O retrato do artista

foto dos caras que estão arrebentando diariamente 
no Largo da Carioca e no Buraco do Lume. 
Arte de graça no Centro do Rio.


Gosto quando encontro por aí artistas em começo de carreira. Lembram aqueles cuja arte tem por fim a própria arte.

Não se trata de uma filosofia utópica que pragueje contra artistas que cobram por seu trabalho. Não acharia justo o Cony deixar de receber pelo que escreve, talvez merecesse ainda mais do que já ganhou.

Eu mesmo, colocando meus pés na literatura, ficarei feliz se meus romances ‘venderem bem’, permitindo alcançar o estado glorioso de artista brasileiro que vive do que escreve.

Trata-se, apenas, de gosto.

Lembro que algumas das telas que hoje enchem os bolsos dos leiloeiros da Sotheby’s e da Christie’s valiam miséria no auge das carreiras dos seus autores. Van Gogh, pelo que me consta, conseguiu vender apenas uma de suas telas. Nem por isso abandou sua arte, ou desistiu dela.

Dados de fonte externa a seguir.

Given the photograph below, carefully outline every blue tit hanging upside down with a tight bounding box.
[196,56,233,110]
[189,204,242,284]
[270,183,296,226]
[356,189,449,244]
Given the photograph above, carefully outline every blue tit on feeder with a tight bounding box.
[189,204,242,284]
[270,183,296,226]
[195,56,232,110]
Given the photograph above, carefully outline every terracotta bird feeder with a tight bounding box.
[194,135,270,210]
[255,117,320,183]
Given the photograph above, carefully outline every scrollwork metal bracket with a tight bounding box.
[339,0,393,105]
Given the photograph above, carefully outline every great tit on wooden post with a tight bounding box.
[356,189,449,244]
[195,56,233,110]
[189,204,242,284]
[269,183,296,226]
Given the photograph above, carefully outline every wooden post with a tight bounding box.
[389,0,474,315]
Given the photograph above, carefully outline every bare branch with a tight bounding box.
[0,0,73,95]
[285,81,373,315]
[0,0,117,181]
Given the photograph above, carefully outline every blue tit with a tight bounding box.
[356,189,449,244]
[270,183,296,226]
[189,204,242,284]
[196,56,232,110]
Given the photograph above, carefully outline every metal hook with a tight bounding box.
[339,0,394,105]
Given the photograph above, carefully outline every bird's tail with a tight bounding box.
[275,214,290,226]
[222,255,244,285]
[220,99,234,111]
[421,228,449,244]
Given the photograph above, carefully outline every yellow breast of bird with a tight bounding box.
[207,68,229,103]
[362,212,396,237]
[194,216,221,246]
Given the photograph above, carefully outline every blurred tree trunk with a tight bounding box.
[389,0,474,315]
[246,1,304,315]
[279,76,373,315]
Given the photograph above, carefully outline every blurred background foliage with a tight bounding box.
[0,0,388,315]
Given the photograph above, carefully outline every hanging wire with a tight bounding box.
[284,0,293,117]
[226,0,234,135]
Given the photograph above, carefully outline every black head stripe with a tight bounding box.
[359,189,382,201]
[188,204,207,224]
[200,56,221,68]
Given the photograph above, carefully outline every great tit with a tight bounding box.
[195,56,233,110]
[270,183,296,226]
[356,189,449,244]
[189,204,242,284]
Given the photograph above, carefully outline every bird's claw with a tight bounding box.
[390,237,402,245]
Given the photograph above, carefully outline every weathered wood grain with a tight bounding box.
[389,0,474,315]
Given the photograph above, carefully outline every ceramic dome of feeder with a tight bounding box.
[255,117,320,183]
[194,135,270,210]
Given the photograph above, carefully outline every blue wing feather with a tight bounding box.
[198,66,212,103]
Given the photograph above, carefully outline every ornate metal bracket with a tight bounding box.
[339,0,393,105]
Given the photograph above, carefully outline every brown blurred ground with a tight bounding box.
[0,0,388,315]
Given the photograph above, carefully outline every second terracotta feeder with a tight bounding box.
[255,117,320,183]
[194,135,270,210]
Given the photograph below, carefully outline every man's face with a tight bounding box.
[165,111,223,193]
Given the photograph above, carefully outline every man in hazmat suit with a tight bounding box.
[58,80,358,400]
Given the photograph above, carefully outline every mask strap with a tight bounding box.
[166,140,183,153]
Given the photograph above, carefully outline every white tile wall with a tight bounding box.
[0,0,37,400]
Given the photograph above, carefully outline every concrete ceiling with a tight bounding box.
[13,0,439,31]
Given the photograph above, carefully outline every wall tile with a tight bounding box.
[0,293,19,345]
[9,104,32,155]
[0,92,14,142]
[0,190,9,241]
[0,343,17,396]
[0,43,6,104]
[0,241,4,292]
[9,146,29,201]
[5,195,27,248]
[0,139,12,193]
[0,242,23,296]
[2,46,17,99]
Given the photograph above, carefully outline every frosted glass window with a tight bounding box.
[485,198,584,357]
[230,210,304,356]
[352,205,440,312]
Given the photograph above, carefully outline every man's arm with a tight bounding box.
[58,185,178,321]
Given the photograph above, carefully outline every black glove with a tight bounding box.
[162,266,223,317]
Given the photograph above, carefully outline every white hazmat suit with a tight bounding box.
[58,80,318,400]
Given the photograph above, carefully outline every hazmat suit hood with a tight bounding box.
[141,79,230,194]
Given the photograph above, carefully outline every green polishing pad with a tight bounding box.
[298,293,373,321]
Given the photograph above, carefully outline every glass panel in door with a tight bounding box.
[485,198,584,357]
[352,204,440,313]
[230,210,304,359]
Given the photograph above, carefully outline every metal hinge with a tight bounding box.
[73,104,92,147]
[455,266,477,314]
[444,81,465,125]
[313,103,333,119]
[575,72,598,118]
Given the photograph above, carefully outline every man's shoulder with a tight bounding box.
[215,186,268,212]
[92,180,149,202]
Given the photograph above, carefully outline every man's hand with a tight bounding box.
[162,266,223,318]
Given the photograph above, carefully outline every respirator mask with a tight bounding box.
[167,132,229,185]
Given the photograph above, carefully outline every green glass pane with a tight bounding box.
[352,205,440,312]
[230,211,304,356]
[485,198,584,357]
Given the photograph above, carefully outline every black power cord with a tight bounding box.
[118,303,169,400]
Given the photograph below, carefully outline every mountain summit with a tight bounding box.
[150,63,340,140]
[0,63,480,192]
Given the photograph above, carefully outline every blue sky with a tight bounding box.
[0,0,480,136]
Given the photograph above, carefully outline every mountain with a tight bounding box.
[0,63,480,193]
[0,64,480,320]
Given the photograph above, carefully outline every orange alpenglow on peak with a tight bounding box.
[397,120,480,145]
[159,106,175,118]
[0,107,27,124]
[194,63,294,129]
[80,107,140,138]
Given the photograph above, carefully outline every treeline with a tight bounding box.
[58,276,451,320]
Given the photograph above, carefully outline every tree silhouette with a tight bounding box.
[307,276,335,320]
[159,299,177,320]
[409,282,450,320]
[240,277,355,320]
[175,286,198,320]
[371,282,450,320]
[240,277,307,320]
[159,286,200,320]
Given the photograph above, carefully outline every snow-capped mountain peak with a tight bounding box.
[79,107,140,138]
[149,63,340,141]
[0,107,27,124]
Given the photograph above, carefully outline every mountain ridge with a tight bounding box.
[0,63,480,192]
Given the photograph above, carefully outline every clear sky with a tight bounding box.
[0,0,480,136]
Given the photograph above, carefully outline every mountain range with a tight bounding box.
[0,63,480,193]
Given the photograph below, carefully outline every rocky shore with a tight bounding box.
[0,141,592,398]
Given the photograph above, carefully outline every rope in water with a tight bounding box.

O que me entristece é ver bons artistas corrompidos, como por exemplo, bandas que compõem um primeiro disco fantástico e se submetem (artisticamente) à ordem do mercado, deixando de produzir ao longo de suas carreiras boas obras. Deve haver um universo paralelo onde vagam natimortas centenas de obras primas que nunca foram, ou serão compostas.

Mas não quero perder tempo com os maus.

Li, há algumas semanas, no Globo, a respeito do trabalho do escritor argentino César Aira e fiquei fascinado, embora jamais tenha lido uma linha do que escreveu. Não é sua obra (ainda), o que me encanta é o tratamento que o artista dá a ela.

Sua preferência pela prosa curta, sua preferência por pequenas editoras, sua preferência pelo trabalho quase artesanal é incrível. A partir daí, o autor trata como arte todo o livro, desde a capa até as palavras.

Não pense você que não há por trás disso até mesmo uma estratégia de negócio (o autor nega veementemente). Pode haver, não sei afirmar. Mas ela não está exposta, não vem à frente como um letreiro que tapa a vidraça da loja. E não é nem um pouco importante.

Importante para Aira é o conjunto que é arte. Ele vive dela, mas também para ela.

Minha opção por uma editora pequena (nova) tem muitas explicações. Desde uma rejeição inicial de editoras comerciais grandes à opção por fazer um trabalho pessoal, artesanal. Será meu primeiro livro publicado e poder participar verdadeiramente de todo o processo, desde a escolha de um artista plástico de minha preferência para fazer a capa até sabe-se lá o que, seduz e interessa.

Não que eu seja um exemplo, ao contrário. Exemplo é Aira.

Para mim, funciona mais ou menos como para uns (outros) argentinos que no último mês se instalaram no Largo da Carioca e adjacências fazendo um som original, cheio de energia e que tem juntado grande quantidade de gente no meio do expediente: Se, ou quando a coisa crescer, que mantenha a mesma aura, o mesmo objetivo. Que continue arte pela arte.